Com inegável talento para o show business, os norte-americanos prepararam uma grande festa para o fim de semana do Grande Prêmio dos Estados Unidos de 1987. Nas redondezas do centro cívico de Detroit, onde o circuito de rua montado, armou-se também uma completa estrutura para abrigar os inúmeros eventos paralelos, como shows e exposições de carros, sempre com o suporte, claro, de barracas de alimentação e quiosques que comercializam todos os objetos possíveis e imagináveis ligados ao automobilismo. O ponto alto dessa programação seriam os espetáculos ao ar livre no Hart Plaza, gratuitos, após o fim das atividades na pista: Chuck Berry e The Marvelettes; no sábado, Joe Walsh, guitarrista da banda Eagles; e no domingo, 21 de junho, encerrando as atividades, ninguém menos que o gênio do soul, Ray Charles.
As altas temperaturas em Detroit fizeram a alegria dos vendedores de cerveja, mas complicaram demais a vida dos pilotos. Após o primeiro dia de treinos, Ayrton Senna, suando em bicas, deu a letra. Está insuportável guiar neste calor infernal. Vai ter muita gente que não vai aguentar e acabará no muro.
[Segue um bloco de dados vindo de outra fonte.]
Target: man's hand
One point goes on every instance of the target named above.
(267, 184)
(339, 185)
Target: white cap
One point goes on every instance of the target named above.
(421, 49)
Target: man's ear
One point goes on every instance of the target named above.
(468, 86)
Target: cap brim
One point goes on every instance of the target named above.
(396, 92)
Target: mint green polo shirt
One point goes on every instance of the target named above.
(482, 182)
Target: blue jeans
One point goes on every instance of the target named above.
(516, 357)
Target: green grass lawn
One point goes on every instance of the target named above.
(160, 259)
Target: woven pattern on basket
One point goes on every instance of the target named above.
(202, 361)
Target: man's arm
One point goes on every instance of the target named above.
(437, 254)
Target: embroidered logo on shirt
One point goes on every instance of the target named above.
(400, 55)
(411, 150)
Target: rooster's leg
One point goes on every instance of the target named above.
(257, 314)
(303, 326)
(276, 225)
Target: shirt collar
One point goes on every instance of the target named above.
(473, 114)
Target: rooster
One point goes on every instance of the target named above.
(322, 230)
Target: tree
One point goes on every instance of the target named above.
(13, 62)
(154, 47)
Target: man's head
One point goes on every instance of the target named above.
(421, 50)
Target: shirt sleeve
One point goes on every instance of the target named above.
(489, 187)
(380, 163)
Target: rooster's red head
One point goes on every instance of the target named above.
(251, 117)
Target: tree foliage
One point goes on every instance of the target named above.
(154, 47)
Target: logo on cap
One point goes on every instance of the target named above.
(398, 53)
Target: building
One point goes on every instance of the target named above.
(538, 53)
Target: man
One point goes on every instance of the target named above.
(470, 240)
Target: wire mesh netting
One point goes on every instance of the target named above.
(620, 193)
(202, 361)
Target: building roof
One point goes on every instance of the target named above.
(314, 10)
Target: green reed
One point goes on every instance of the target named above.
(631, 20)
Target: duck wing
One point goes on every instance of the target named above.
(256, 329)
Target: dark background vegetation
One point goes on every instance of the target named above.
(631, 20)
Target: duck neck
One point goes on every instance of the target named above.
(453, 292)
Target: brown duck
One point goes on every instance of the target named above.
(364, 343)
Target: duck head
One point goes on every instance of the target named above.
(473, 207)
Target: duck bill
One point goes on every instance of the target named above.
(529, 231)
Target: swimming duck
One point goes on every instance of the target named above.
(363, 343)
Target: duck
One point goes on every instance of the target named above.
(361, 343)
Quem conseguir se manter na média e souber poupar as forças vai levar vantagem. E é isso que pretendo fazer, afirmou.
A primeira posição no grid de largada ficou de novo com Nigel Mansell, da Williams, que cravou 1m39s264 e garantiu sua quarta pole em cinco corridas da temporada. Ao lado dele, repetindo a primeira fila do Grande Prêmio de Mônaco, estava a Lotus de Ayrton Senna. Apesar de os dois rivais já terem publicamente aparado as arestas, a expectativa por um duelo acirrado era inevitável. Mansell, em tom de brincadeira, tratou de esfriar os ânimos dos torcedores que esperavam faíscas. Eu e Senna já aprendemos a lição. Vocês não se lembram da largada em Mônaco? Eu arranco na frente, ele espera e passa, civilizadamente, em segundo lugar.
A VIRTUDE DA PACIÊNCIA
Foi exatamente isso que acontece quando a luz verde acendeu em Detroit. Mas o bidu inglês só não percebeu que se tratava de uma estratégia de Senna, que já conhecia Mansell o bastante para saber que, muito provavelmente, o piloto da Williams iria com muita sede ao pote – e se complicaria sozinho. De fato, o adversário imprimiu um ritmo alucinante no início da corrida, abrindo larga vantagem para Ayrton, que, prudentemente, não fez esforço para tentar alcançá-lo. Os pneus de Mansell se desgastaram rápido e foi preciso parar na 33a volta, em um pit stop que, para piorar foi longo: um dos mecânicos demorou a parafusar uma das rodas de volta, fazendo o inglês ficar intermináveis 18 segundos no box.
Enquanto isso, Senna dava o bote planejado. Com o carro no ponto certo, aumentou o ritmo de sua Lotus e disparou na frente; Mansell, mesmo de pneus novos, não acompanhava o líder. Colhendo os frutos da economia de esforços da corrida, o brasileiro então tomou a decisão que selou a vitória: com os pneus em ordem, dispensou a parada para troca. Bingo.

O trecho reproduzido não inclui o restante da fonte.